Category   Desserts - Breads
Sub Category   None

300g caster sugar
1 cup cold water
90g roasted hazelnuts or almonds
300g dark Valrhona chocolate
300ml double cream
1 prepared plain or chocolate sponge cake
40ml water
30g corn syrup
1 sheet gelatine, softened in cold water
150g dark Valrhona chocolate
300ml softly whipped double cream

Have ready a large metal tray lined with baking paper and sit it on a board or thick tea-towel. Put the sugar and water into small saucepan over medium-high heat. Stir constantly until the sugar dissolves, then stop stirring and bring the liquid to the boil. Continue to boil the liquid, washing down the sides of the pan occasionally with a brush dipped in water (This washes away any sugar crystals which can otherwise make the toffee crystallised and cloudy).

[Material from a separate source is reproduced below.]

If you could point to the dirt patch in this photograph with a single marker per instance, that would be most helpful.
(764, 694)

The mixture will slowly change from being quite watery to a clear, thick syrup and will become thicker as it cooks, with slow bubbles covering the surface. From here on you will need to watch it like a hawk. The syrup will change the colour, becoming a light gold caramel, after which it will darken very quickly. The trick is knowing when the caramel is ready, because if you leave it too long it will burn, not long enough and it will be pale and lacking in flavour.
For praline, it should be a deep golden brown, but bear in mind that it will continue to cook a little once you take it off the heat. When ready, remove the pan from the heat, immediately tip in the nuts and swirl them around so they are well coated. Pour the mixture out onto the tray, holding the tray with a thick cloth and tilting it gently so that a thin layer of toffee and nuts forms. Leave it to cool and set completely, then break it into large chunks and layer them in an airtight container, with sheets of baking paper between each to stop them from sticking together. Freeze the praline then, when you need it, just take as much as you want. If you need it finely crushed you can grind it in a blender or processor, or put it into a double layer of thick plastic bags and pond it with a rolling pin. Be careful not to overwork it in a food processor or the praline turn to a paste.
Ganache Break the chocolate into a bowl. Bring the cream to the boil in a saucepan and pour over the chocolate, then stir together until smooth. Allow to cool to room temperature before using it to glaze the cakes.
Bring the water and corn syrup to the boil in a saucepan and remove from the heat. Squeeze the excess moisture from the gelatine, add to the pan and stir until dissolved. Break the chocolate into a bowl, then pour the warm mixture over the chocolate. Stir until smooth and set aside. Place 12x10cm metal rings on a tray lined with non-stick baking paper. Cut out discs of sponge, 3mm-thick, to line the base of each. Gently fold the whipped cream and some praline into the chocolate mixture and pour into each ring. Cool for 2 hours until set. Remove the cakes from the tings and place on a wire rack over a tray. Pour the Ganache over each cake and transfer to the refrigerator to set.